Modulation of electrical properties in MoTe(2) by XeF(2)-mediated surface oxidation

Transition metal dichalcogenides (TMDs) are promising candidates for the semiconductor industry owing to their superior electrical properties. Their surface oxidation is of interest because their electrical properties can be easily modulated by an oxidized layer on top of them. Here, we demonstrate the XeF(2)-mediated surface oxidation of 2H-MoTe(2) (alpha phase MoTe(2)). MoTe(2) exposed to XeF(2) gas forms a thin and uniform oxidized layer (∼2.5 nm-thick MoO(x)) on MoTe(2) regardless of the exposure time (within ∼120 s) due to the passivation effect and simultaneous etching. We used the oxidized layer for contacts between the metal and MoTe(2), which help reduce the contact resistance by overcoming the Fermi level pinning effect by the direct metal deposition process.
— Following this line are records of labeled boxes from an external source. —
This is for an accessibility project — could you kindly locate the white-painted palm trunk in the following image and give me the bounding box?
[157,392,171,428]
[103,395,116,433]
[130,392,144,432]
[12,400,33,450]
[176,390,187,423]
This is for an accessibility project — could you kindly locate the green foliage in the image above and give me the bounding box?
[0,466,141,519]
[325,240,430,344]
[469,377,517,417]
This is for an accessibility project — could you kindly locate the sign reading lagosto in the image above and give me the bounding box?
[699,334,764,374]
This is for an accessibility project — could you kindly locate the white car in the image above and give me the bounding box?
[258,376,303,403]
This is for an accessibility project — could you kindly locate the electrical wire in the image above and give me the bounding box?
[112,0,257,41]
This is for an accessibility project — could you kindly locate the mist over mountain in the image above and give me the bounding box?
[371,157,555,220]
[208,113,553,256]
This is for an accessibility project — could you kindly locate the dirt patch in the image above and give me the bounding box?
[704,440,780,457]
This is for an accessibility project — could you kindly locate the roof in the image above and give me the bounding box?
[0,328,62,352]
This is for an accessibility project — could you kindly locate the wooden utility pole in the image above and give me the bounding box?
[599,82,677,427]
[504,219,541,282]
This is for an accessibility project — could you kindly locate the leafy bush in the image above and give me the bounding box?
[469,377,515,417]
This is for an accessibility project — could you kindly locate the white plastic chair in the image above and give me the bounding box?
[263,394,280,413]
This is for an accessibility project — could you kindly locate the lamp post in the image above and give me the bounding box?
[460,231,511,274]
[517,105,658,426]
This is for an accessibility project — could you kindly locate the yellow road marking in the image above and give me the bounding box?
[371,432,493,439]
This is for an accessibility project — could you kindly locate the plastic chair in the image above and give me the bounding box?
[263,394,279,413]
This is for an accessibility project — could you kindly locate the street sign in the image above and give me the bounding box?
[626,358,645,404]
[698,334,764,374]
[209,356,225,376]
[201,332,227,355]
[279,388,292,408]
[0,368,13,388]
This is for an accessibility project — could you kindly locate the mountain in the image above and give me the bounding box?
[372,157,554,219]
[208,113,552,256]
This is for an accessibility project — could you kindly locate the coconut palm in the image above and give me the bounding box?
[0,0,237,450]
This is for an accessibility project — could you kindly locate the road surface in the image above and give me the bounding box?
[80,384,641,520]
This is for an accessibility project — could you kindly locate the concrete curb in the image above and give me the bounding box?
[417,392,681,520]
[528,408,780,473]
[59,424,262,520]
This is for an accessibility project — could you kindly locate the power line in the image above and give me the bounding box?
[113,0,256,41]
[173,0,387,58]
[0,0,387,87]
The MoTe(2) field-effect transistors (FETs) with a MoO(x) interlayer exhibited two orders of magnitude higher field-effect hole mobility of 6.31 cm(2) V(−1) s(−1) with a high on/off current ratio of ∼10(5) than that of the MoTe(2) device with conventional metal contacts (0.07 cm(2) V(−1) s(−1)). Our work shows a straightforward and effective method for forming a thin oxide layer for MoTe(2) devices, applicable for 2D electronics.